Tapi gampangnya akses ini punya sisi lain. Ngobrol jadi instan, tapi kadang dangkal. Kalau nggak sengaja ngasih kedalaman, hubungan gampang kerasa kosong. Ketulusan yang dulu kebaca dari cara dia nyodorin bangku atau inget detail kecil, sekarang harus kita tunjukin lewat cara ngetik dan respon yang konsisten.
Dunia digital juga bawa drama baru. Timeline yang isinya “pasangan goals” orang lain bisa bikin kita nggak puas sama hubungan sendiri. Akses ke orang ketiga jadi lebih gampang. Belum lagi salah paham karena teks nggak bisa ngirim nada atau ekspresi. “K” doang bisa jadi perang dunia. Makanya 3 hal ini nggak boleh skip: jujur, kebuka, dan konsisten. Itu antivirus terbaik biar hubungan nggak kena virus digital.

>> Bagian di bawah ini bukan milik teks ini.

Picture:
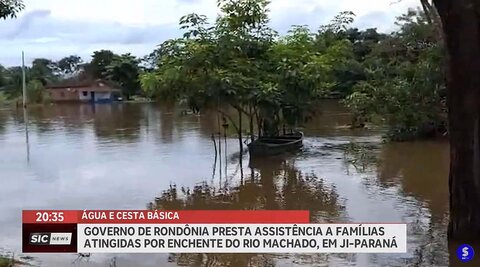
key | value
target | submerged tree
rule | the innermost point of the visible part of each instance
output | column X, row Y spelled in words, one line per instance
column 462, row 36
column 405, row 82
column 10, row 8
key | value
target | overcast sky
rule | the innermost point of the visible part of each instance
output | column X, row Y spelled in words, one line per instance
column 57, row 28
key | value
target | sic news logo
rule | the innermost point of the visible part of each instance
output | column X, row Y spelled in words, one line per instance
column 50, row 238
column 465, row 253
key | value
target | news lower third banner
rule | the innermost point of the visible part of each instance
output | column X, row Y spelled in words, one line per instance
column 202, row 231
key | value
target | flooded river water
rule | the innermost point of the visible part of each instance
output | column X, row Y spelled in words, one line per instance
column 131, row 156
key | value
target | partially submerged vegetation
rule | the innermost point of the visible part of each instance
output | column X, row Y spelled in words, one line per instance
column 273, row 81
column 395, row 79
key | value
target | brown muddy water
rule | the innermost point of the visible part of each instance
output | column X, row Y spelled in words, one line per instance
column 132, row 156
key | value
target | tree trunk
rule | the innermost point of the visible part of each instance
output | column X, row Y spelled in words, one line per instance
column 240, row 138
column 461, row 27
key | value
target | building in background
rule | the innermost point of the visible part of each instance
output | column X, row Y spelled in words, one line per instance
column 94, row 91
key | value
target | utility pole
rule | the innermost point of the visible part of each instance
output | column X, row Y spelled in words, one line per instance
column 24, row 82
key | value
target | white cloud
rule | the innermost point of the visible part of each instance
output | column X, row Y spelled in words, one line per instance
column 57, row 28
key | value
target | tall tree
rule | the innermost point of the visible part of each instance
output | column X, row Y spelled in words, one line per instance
column 124, row 70
column 10, row 8
column 461, row 28
column 100, row 61
column 44, row 70
column 70, row 65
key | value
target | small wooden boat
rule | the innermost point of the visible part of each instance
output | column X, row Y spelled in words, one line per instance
column 266, row 146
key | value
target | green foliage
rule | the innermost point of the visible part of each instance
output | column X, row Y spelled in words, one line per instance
column 69, row 65
column 125, row 71
column 10, row 8
column 405, row 84
column 36, row 92
column 99, row 63
column 240, row 62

Jadi anggap HP sama sosmed sebagai jembatan, bukan tujuan. Kuat nggaknya cinta zaman sekarang balik ke 3 hal: kualitas ngobrolnya, seberapa solid komitmennya, dan mau nggak kita kasih waktu “airplane mode” berdua.
Lucunya, justru pas layar dimatiin, hubungan balik ke settingan pabrik: ngobrol beneran, dengerin tanpa scroll, dan ngerti dari hati. Karena sedigital apapun dunia, rumus hubungan awet tetap sama: tulus + ngerti, bukan banyaknya chat “udah makan belum”.
Quotes
- “Wifi boleh lemot, tapi jangan sampai komitmen kita yang lemot.”
- “Cinta nggak butuh 24 jam online, cukup 100% hadir saat offline.”